What is the derivative of y=arctan(4/x)?

[xxclaymanxx]

derivative of: y=arctan(4/x)!

This seems like it should be a very SIMPLE problem, but it has been bugging me for about 2 hours straight now, and I can't figure it out! Would really appreciate some quick help...

This is what I've done so far:

y'= -4/x^2 / (16/x^2 +1)

I don't know if this is the right answer? And I am having problems simplifying this any further. Please help :P

 

[Dick]

That's fine. Now use algebra. (a/b)/c=a/(b*c).

 

[rock.freak667]

Yes that is correct.But you can simply further by multiply both the numerator and denominator by x^2

EDIT: ahh beaten

 

[Dick]

Yes that is correct.But you can simply further by multiply both the numerator and denominator by x^2

EDIT: ahh beaten

It's not a race. Good advice is best given in large quantities. I made that aphorism up just now. :)

 

[xxclaymanxx]

Ok great thanks,

Now for this next part, I guess the thing that is throwing me off is the +1 hanging off the denominator.

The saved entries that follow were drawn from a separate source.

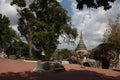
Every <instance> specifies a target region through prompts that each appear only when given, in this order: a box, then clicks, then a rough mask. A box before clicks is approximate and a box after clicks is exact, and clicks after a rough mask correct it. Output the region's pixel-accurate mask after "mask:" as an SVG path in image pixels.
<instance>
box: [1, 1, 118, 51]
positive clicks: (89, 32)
mask: <svg viewBox="0 0 120 80" xmlns="http://www.w3.org/2000/svg"><path fill="white" fill-rule="evenodd" d="M10 1H11V0H0V13H2V14H4V15H6V16H7V17H9V19H10V20H11V22H10V23H11V26H12V27H13V28H14V29H17V27H16V26H17V21H18V15H17V12H16V8H15V6H10ZM57 1H59V2H60V4H61V5H62V6H63V7H64V8H65V9H66V10H67V11H68V15H69V16H70V17H71V20H72V25H73V27H75V28H77V30H78V32H79V33H81V31H82V32H83V39H84V42H85V44H86V47H87V49H92V48H94V47H96V46H97V45H98V44H100V43H101V42H102V39H103V33H104V30H105V29H106V25H107V23H108V19H110V18H112V19H114V18H116V16H117V15H118V14H120V0H117V1H116V2H115V3H114V4H112V5H113V6H112V8H111V9H110V10H107V11H104V10H103V8H102V7H100V8H98V9H86V8H84V9H83V10H82V11H80V10H78V9H76V0H57ZM78 42H79V36H78V38H77V39H76V41H75V44H74V45H72V44H69V45H68V44H65V43H63V44H60V45H59V46H58V48H69V49H75V48H76V46H77V44H78Z"/></svg>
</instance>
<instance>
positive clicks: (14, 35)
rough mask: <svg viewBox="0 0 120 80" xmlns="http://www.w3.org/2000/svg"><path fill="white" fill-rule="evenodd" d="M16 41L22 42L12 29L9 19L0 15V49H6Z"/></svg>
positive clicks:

So, following these steps, I would come out with:

-4/16 + x^2

...

which I could then reduce further to:

-1/4+x^2

Would that make sense?

 

[Dick]

You should really review some algebra. Yes, to -4/(16+x^2). A big thumbs down to -1/4+x^2. They aren't at all the same, are they? And use more parentheses to group terms, ok?

 

[xxclaymanxx]

Yah, I think I do need some algebra review. That was a really simple error I just made, and this problem took me WAY too long to figure out.

Thanks a lot for the quick responses...I just signed up for these forums, and hoped that I would be able to get a respone within the hour, but you sure beat that!

Regarding the question, -4/(16+x^2) has been reduced, and I will leave it like this, which I think is the correct answer. So thanks again guys!